Head On and Soul Kitchen director Fatih Akin returns to UK cinemas this week with In the Fade, a solid courtroom/revenge drama elevated by a superb performance – acting for the first time in a German production – by Diane Kruger.

We first meet Katja in prison where she is about to become Mrs. Sekerci, the wife of convicted drug dealer Nuri Sekerci. The wedding video shows the couple happy with their rings tattooed on their fingers. Such found footage will interleave each chapter of Akin’s movie. Some years later, Nuri is rehabilitated and has set up a business in town. He and Katja have a nice home and a young son Rocco and their troubles seem far behind them. However, a bomb blast in the street of Hamburg kills Nuri and Rocco and leaves Katja a grieving wreck.

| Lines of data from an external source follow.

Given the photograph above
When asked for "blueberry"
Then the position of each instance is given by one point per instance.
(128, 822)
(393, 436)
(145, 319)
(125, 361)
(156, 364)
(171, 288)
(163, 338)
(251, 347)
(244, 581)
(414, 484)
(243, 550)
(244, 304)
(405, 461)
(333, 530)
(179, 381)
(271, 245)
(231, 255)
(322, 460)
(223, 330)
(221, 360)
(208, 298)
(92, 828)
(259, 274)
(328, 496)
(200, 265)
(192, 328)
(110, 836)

The police initially seem more intent on her husband’s criminal record and religious beliefs than investigating the crime, ignoring her angry exclamation that it will be the Nazis. And her mother and Nuri’s parents offer only partial support, unable to let their resentments at the marriage go, even in the midst of grief. There is a danger that Katja will slide into bad habits as the torrential rain pathetic fallacies it down in the garden on the now unused trampoline.

Out of nowhere and just as Katja hits rock bottom, the police arrest two suspects, a husband and wife who do after all have Nazi affiliations. The court room scenes then take over, as civil order attempts to calmly assert itself in the face of horror and atrocity. As a co-plaintiff to the state, Katja attends the trial and her simmering rage and pain is brilliantly conveyed by Kruger. A scientific description of the wounds to Rocco’s body offer a terrifying moment of postmortem detail, one that Katja can’t bear.

In a way, In the Fade itself operates the same process as the trial: a methodical sifting of evidence and weighing of possibilities and struggling to contain the emotion which the crime elicits. There’s something highly familiar about the material and although it is artful and occasionally powerful, Akin and co-screenwriter Hark Bohm have constructed their story without straying far from countless other versions of the same thing.

Ultimately, the courts do not guarantee justice despite the assurances of Katja’s lawyer Danilo (Denis Moschitto) and Katja must seek an alternative recourse in the final act. In reaching for catharsis, the story begins to stretch credibility, but this is a minor criticism. Another one is the bland title – both in the original German and the very different English translation.